Name revealed: Former Dilworth music teacher accused of historic sexual abuse

Author
Craig Kapitan, NZ Herald,
Publish Date
Thu, 18 Nov 2021, 2:39PM

Another former Dilworth School employee accused of historic sexual abuse can now be identified for the first time.

He is Leonard Cave, 75, of Whanganui, whose previous media attention has been for his church organ performances.

Cave has had his name suppressed since his first court appearance in 2020 alongside multiple other defendants, until this week.

He faces 17 charges relating to sexual violation, indecent assault, sexual exploitation and supplying drugs to boys between 1970 and 2008. The offences are alleged to have occurred in Auckland and Hamilton.

Leonard Cave, a defendant in the Dilworth School child sexual abuse case who previosuly had name suppression, appears at Auckland District Court in October 2020. Photo / Michael Craig

He has pleaded not guilty and is set to go to trial next year.

Cave first had contact with Dilworth as a tutor while at Auckland University and was hired as head of the school's music department in 1975, according to school journal The Dilworthian.

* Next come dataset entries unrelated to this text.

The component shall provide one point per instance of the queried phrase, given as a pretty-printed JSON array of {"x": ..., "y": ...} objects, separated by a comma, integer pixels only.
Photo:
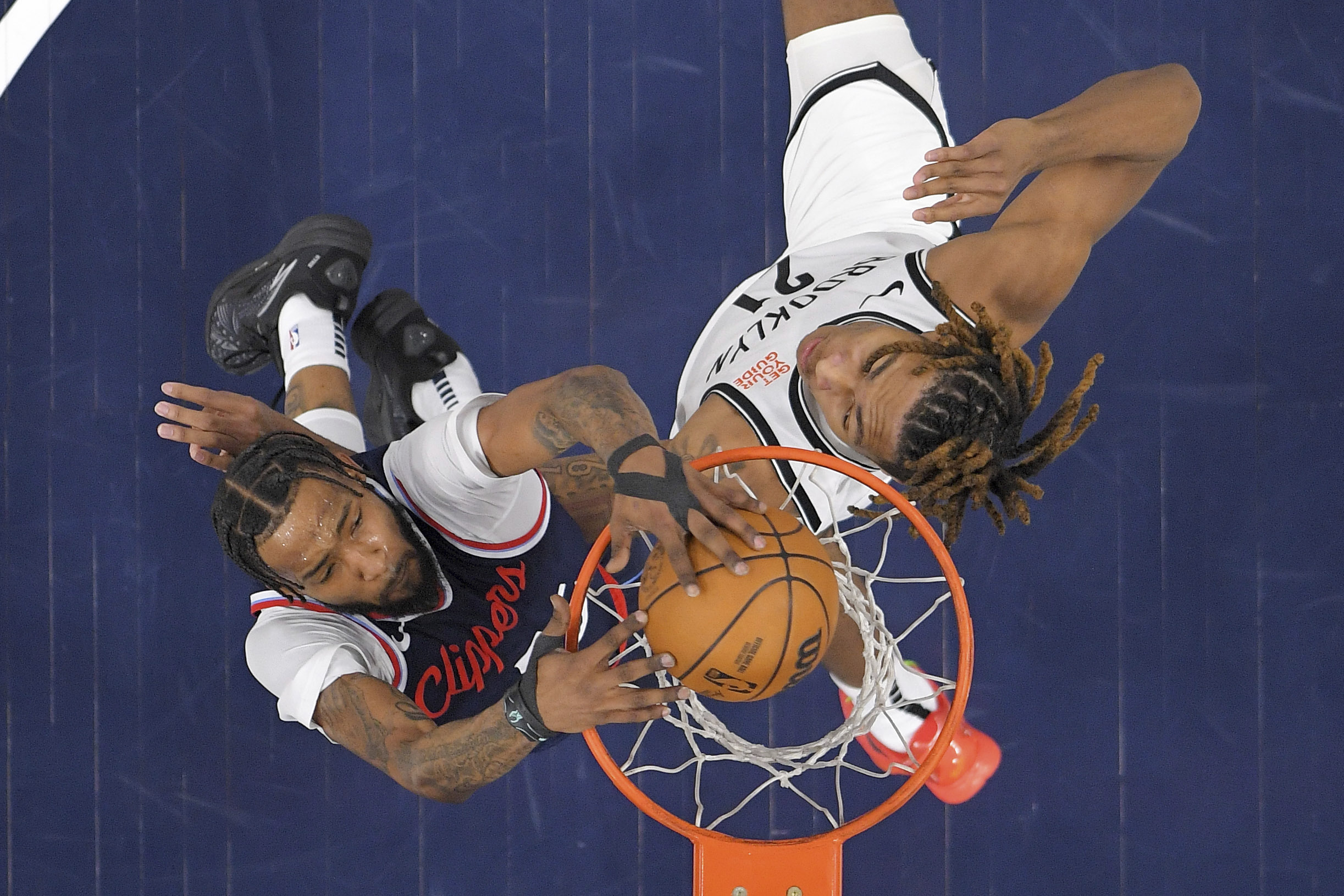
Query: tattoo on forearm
[
  {"x": 296, "y": 402},
  {"x": 551, "y": 433},
  {"x": 484, "y": 754},
  {"x": 449, "y": 762},
  {"x": 596, "y": 407},
  {"x": 584, "y": 488}
]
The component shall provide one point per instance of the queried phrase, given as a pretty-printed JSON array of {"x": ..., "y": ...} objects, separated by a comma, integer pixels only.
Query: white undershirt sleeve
[
  {"x": 297, "y": 653},
  {"x": 440, "y": 471}
]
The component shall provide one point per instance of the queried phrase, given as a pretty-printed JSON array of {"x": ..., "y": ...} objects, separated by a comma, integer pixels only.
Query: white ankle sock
[
  {"x": 895, "y": 727},
  {"x": 309, "y": 336},
  {"x": 336, "y": 425},
  {"x": 452, "y": 386}
]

"He also enjoys relaxation at his Waiheke Island retreat and is an amateur potter and member of the Herpetological Society," a 1984 entry states.

Later that year, he left Dilworth after accepting a job at a school in Pukekohe.

He finished his career in Hamilton at St Paul's Collegiate, where some of the abuse is alleged to have taken place, before retiring to Whanganui.

Police announced the arrests of seven men in September 2020, the result of an investigation into historical abuse at Dilworth dubbed Operation Beverly.

By June of this year, police had spoken to 150 former students about the allegations.

Of the former students who came forward, 122 told police they were abused by teachers, tutors, housemasters, Scout leaders and chaplains at the private Auckland boarding school, which opened in 1906 with the aim of helping boys from disadvantaged families.

More than 100 charges have been filed against 12 men.

Three of the men have been found guilty and three have died while awaiting trial.

Kāpiti Coast resident Johnathan Stephens, 73, pleaded guilty last month to two charges of indecent assault of a boy under the age of 16 dating back to 1971. He is set to be sentenced in January.

Former vicar Ross Douglas Browne also pleaded guilty last month to allegations he abused boys between 1987 and 2004 and possessed objectionable material in 2020.

In March, former Scoutmaster Ian Robert Wilson was sentenced to three years and seven months for sexual abuse of five students between 1975 and 1992.